J'ai peur de tout, je panique d'un rien. Alors je m'applique autant que possible pour que tous les scénarios catastrophe que je planifie à chaque minute n'arrive pas. Je fais mon possible pour me dire qu'en fait, c'est probablement un psychopathe qui tue des gens, ou les enferme et les ramène. Ou alors des aliens, simplement des aliens. Pas ceux qui sortent du ventre pour venir bouffer nos entrailles, non, ceux qui nous enlèvent pour nous étudier.
C'est sans doute ça, la vérité. Oksana pense qu'on trouvera quelque chose de révolutionnaire ici. Moi je crois qu'on va y perdre notre vie. Je m'en persuade, désespéramment chaque instant. Et peu importe les preuves et échantillons, peu importe les calculs et les théories qui semblent possibles qui se cumulent entre les murs que nous partageons, elle et moi, je refuse d'y croire, je ne peux pas y croire.
Et puis, on serait mort si on avait découvert un secret important, pas vrai ? Ça fonctionne toujours comme ça dans les films et les théories. Ceux qui en savent trop, on les tue, on les exile. Regardez la zone 51, les rumeurs. Personne n'en ressort jamais. Oksana et moi on est trop libres pour avoir le doigt sur un truc secret. Sinon ils nous auraient tués. Des hommes trop bien habillés. J'en suis persuadé.

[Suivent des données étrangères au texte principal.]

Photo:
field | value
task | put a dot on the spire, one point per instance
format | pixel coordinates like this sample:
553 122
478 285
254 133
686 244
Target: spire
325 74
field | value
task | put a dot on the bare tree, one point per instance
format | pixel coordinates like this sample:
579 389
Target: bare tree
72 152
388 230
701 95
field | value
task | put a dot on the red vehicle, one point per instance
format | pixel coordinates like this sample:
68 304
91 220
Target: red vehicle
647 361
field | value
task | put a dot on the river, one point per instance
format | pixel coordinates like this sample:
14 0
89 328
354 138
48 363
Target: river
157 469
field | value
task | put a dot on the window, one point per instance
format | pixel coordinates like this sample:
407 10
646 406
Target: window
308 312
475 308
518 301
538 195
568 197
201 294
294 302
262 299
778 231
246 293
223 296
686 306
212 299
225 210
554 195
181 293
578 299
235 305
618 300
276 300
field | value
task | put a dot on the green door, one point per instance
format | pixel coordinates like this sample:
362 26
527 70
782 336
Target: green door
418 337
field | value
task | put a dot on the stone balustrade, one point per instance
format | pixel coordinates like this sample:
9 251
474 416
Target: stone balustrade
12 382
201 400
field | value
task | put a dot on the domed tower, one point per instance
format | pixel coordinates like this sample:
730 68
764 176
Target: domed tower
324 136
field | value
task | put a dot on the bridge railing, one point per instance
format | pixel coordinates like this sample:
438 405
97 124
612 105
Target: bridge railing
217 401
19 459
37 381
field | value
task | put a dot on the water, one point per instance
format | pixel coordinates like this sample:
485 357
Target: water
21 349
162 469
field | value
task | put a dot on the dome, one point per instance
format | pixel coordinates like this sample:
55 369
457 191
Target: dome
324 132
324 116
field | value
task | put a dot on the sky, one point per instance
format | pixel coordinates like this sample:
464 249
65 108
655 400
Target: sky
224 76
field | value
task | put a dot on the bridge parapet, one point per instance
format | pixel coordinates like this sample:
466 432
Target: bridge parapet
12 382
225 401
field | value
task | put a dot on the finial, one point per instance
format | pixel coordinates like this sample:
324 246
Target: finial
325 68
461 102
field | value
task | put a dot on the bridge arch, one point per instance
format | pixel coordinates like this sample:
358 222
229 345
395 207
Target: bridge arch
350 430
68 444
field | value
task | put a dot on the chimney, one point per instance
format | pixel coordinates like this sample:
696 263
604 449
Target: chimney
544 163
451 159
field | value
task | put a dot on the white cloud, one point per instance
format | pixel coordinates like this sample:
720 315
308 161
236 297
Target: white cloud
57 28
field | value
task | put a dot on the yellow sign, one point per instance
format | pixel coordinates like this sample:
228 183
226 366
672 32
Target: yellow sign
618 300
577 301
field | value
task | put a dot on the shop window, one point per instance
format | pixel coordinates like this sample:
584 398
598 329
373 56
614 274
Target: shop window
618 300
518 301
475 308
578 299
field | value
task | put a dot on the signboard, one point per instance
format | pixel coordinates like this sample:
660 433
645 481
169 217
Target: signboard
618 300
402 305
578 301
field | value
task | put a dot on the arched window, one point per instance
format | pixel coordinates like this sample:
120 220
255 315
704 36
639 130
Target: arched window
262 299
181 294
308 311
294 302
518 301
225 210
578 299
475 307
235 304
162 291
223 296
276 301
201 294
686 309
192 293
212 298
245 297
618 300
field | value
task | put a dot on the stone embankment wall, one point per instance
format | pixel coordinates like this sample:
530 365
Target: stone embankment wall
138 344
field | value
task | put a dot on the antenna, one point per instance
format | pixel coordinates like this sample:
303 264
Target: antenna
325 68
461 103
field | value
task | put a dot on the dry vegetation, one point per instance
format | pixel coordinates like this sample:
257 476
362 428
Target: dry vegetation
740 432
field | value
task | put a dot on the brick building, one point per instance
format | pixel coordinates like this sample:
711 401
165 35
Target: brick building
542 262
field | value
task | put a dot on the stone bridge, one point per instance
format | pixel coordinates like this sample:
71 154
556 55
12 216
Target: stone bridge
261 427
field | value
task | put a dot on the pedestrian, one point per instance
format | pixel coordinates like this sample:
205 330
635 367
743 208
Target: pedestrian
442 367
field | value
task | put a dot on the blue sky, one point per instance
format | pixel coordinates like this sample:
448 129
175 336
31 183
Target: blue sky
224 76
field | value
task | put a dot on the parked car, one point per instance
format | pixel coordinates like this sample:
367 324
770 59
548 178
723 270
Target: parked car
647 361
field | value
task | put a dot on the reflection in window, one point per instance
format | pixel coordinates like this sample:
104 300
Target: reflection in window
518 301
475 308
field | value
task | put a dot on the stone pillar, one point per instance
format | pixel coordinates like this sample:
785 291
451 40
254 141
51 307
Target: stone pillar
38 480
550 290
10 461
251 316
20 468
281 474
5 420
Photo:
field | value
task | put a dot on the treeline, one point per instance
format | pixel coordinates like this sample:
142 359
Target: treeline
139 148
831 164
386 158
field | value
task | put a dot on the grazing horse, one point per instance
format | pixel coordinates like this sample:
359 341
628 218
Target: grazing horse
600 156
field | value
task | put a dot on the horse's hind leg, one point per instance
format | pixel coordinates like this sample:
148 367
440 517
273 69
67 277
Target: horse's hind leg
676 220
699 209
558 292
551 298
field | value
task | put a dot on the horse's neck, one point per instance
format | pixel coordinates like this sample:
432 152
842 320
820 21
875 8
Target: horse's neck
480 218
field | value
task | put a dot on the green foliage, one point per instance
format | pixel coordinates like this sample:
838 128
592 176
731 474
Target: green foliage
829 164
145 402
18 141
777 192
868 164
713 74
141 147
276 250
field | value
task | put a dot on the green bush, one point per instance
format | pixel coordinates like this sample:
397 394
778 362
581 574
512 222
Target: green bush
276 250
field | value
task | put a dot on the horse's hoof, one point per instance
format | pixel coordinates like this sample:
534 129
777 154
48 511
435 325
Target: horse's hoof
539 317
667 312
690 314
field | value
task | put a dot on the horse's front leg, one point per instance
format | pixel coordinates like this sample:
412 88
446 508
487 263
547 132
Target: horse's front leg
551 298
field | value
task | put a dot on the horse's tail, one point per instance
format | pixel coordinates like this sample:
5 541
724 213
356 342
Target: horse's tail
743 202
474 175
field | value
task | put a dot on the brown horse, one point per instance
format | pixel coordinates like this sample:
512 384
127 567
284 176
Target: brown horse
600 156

Donc pour l'instant tout va bien. La seule difficulté, c'est cette vie, cette ville. On est clairement pas intégré, et même si j'ai jamais vraiment été intégré, j'étouffe, dans ce labo et dans ma propre tête. Et puis, y a Oksana, qui n'aide en rien. Elle rajoute des graines dans ma tête et tout fusionne dans un bordel sans nom. Alors je regarde des films, je lis des livres. Je me dis que c'était le bon choix, le salaire est là. Papa et maman n'en savent rien, en fait. Mais ils ont abandonné l'espoir que leur fils soit un jour leur rêve américain et j'ai abandonné le mien, qu'ils me voient comme un être humain.
Au final, c'était ça, la seule destination de ma vie. La solitude avec une nana qui me gangrène le crâne. J'avais pas de meilleur destin possible. Et puis, ça aurait pu être pire que ça, Oksana aurait pu ne pas être là.